Patients and methods: Between June 2005 and January 2012, 108 consecutive patients underwent revision hip arthroplasty in which the acetabular component was revised using composite bone grafting. Of these, 24 were lost to follow-up leaving 84 in the study with a minimum 5-year follow-up. There were 54 women and 30 men with a mean age of 70.1 (31–91) years. All patients were assessed clinically and radiologically after a minimum of 5 years. The primary outcome measures were rate of re-revision, patient-reported outcomes and radiological evidence of loosening.

Results: The mean follow-up after revision surgery was 6.9 years (5–10). At operation, 60 patients had an acetabular defect of AAOS stage 3 or more.

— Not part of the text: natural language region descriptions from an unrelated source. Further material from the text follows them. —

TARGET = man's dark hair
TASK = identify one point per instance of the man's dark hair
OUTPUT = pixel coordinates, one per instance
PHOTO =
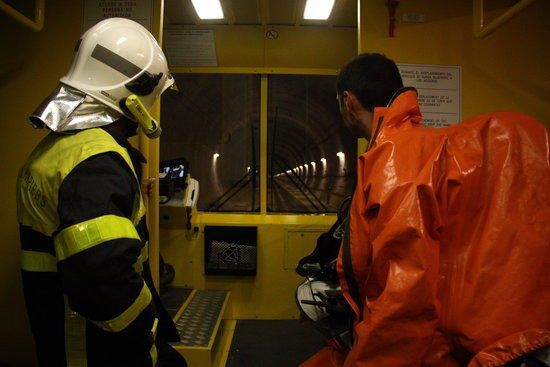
(373, 78)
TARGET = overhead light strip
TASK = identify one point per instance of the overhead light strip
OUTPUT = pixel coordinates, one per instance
(318, 9)
(208, 9)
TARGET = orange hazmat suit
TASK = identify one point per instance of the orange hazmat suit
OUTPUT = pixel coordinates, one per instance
(446, 261)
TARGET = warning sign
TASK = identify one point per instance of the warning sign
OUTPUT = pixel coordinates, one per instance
(439, 92)
(190, 47)
(96, 10)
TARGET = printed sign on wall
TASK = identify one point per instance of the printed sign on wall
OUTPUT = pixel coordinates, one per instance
(97, 10)
(190, 47)
(439, 92)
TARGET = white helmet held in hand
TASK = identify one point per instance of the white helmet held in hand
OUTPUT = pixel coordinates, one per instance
(115, 59)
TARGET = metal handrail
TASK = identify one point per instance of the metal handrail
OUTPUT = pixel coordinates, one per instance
(37, 24)
(481, 30)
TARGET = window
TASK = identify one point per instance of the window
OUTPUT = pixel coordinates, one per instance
(311, 155)
(213, 123)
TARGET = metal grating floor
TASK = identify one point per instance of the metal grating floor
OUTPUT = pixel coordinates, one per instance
(174, 298)
(198, 320)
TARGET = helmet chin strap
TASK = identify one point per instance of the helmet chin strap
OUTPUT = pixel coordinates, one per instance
(148, 124)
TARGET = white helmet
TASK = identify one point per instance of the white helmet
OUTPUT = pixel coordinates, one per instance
(116, 58)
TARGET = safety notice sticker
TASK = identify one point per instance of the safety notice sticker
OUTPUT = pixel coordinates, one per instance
(190, 47)
(439, 92)
(95, 11)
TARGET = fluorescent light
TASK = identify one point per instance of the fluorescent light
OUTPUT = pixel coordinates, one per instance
(208, 9)
(317, 9)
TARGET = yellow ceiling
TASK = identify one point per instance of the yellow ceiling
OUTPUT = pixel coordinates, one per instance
(261, 12)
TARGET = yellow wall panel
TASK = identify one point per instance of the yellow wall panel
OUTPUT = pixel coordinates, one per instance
(508, 70)
(268, 295)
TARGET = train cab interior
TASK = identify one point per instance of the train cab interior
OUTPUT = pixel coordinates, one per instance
(254, 162)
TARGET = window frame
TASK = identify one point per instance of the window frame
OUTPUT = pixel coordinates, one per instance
(263, 177)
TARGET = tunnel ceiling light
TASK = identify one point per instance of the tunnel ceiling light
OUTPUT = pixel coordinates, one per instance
(208, 9)
(318, 9)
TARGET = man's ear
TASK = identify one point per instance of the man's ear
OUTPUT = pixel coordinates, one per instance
(351, 102)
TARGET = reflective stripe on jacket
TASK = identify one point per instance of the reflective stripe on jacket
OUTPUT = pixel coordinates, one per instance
(80, 209)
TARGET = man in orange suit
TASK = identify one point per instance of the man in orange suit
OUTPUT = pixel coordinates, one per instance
(445, 259)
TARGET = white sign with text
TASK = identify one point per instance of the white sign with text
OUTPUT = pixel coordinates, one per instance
(190, 47)
(95, 11)
(439, 92)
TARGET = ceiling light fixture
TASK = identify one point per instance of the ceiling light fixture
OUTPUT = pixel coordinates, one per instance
(208, 9)
(318, 9)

There was no evidence of loosening in 69 revision acetabular components; 12 showed evidence of non-progressive loosening and 3 patients underwent a re-revision procedure (2 for infection, 1 recurrent dislocation). The mean postoperative Hip Disability and Osteoarthritis Outcome Score (HOOS) was 89.11/100 (95% CI, 87.8–90.5). Scores were significantly improved in patients with a more extensive preoperative defect (p = 0.006). The overall patient satisfaction rate at final follow-up was very high.

Conclusions: Composite impaction grafting using a layered cement and bone graft technique can give satisfactory clinical and radiological outcomes in the medium- to long-term.